Neuronal types and functions

We hypothesize differentiated functionality for the MSNs and the pallidal neurons. Through their very low resting membrane potentials, high thresholds and extensive dendritic trees, the MSNs well qualify to play the role of conjunction (AND) neurons. They do not fire unless a complete constellation (conjunction) of stimuli excites them. In other words, the output of any MSN depends on the conjunction of the stimuli it receives on its dendritic tree. Pallidal neurons, on the other hand, have relatively high membrane potentials and low thresholds, qualifying them as disjunction (OR) neurons. They reduce their firing rates when any of the D1RNs in their action unit fires, i.e., the output of a given pallidal neuron depends on the disjunction of the striatal inputs it receives. In this framework, the disjunction of conjunctions of state components can actively be generated within an action unit.

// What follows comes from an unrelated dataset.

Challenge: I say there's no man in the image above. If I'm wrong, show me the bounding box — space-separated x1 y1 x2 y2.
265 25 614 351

Disjunction of conjunctions can represent any arbitrarily complex Boolean rule when facilitated with a negation operation. We postulate that the inhibitory collaterals between the D2RNs and the D1RNs in the same action unit effectively play the role of negation (NOT) between conjunctions. In other words, the D2RNs record the conjunction of stimuli to be negated in the Boolean logic representation of a certain complex state. They enforce this “NOT” operation by sending inhibitory collaterals to the D1RNs in their action unit.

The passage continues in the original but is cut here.